Hey guys I have built an LSTM model that works and now I am trying(unsuccessfully) to add an Embedding layer as a first layer.
This solution didn't work for me. I also read these questions before asking: Keras input explanation: input_shape, units, batch_size, dim, etc, Understanding Keras LSTMs and keras examples.
My input is a one-hot encoding(of ones and zeros) of characters of a language that consists 27 letters. I chose to represent each word as a sequence of 10 characters. Input size for each word is (10,27)
and I have 465 of them so it's X_train.shape (465,10,27)
, I also have a label of size y_train.shape (465,1)
. My goal is to train a model and while doing that to build a character embeddings.
Now this is the model that compiles and fits.
main_input = Input(shape=(10, 27))
rnn = Bidirectional(LSTM(5))
x = rnn(main_input)
de = Dense(1, activation='sigmoid')(x)
model = Model(inputs = main_input, outputs = de)
model.compile(loss='binary_crossentropy',optimizer='adam')
model.fit(X_train, y_train, epochs=10, batch_size=1, verbose=1)

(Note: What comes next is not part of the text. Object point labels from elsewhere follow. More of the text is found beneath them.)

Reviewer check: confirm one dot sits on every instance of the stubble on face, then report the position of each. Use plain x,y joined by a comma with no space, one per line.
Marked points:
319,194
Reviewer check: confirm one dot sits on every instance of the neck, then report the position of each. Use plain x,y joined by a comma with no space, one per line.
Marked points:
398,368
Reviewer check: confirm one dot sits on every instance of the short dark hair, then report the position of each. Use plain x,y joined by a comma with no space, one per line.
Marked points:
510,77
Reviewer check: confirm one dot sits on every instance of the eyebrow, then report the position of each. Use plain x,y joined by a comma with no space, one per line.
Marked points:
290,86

After adding Embedding layer:
main_input = Input(shape=(10, 27))
emb = Embedding(input_dim=2, output_dim = 10)(main_input)

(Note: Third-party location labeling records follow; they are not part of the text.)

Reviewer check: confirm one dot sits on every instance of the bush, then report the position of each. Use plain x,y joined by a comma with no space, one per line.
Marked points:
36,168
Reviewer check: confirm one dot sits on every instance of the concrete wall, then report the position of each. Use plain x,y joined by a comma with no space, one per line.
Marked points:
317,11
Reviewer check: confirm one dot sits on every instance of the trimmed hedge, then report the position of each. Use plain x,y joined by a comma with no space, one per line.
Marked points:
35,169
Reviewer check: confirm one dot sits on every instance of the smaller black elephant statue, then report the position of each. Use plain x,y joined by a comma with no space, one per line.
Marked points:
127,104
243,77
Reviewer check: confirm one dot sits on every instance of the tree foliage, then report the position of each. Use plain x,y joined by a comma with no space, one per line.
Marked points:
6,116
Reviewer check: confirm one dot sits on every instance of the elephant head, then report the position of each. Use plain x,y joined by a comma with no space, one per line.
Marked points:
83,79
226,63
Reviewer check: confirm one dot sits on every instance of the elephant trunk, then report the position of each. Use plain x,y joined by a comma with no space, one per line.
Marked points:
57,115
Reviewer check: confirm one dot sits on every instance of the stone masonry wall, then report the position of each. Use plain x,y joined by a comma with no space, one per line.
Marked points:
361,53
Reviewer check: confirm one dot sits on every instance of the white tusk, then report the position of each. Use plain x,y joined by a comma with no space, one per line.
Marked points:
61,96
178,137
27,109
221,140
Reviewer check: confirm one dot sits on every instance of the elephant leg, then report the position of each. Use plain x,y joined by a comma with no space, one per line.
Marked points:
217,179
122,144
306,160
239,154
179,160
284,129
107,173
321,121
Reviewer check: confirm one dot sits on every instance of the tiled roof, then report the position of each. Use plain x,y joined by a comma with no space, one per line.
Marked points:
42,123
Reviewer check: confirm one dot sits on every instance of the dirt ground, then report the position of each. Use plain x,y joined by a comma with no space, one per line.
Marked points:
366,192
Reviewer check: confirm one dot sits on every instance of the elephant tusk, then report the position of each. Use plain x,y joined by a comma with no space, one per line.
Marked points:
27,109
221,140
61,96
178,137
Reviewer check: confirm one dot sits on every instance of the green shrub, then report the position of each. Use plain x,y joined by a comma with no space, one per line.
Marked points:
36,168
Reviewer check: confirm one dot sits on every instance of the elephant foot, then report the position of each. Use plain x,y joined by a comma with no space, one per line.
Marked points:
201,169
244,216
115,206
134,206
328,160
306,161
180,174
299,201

rnn = Bidirectional(LSTM(5))
x = rnn(emb)
de = Dense(1, activation='sigmoid')(x)
model = Model(inputs = main_input, outputs = de)
model.compile(loss='binary_crossentropy',optimizer='adam')
model.fit(X_train, y_train, epochs=10, batch_size=1, verbose=1)
output: ValueError: Input 0 is incompatible with layer bidirectional_31: expected ndim=3, found ndim=4
How do I fix the output shape? Your ideas would be much appreciated.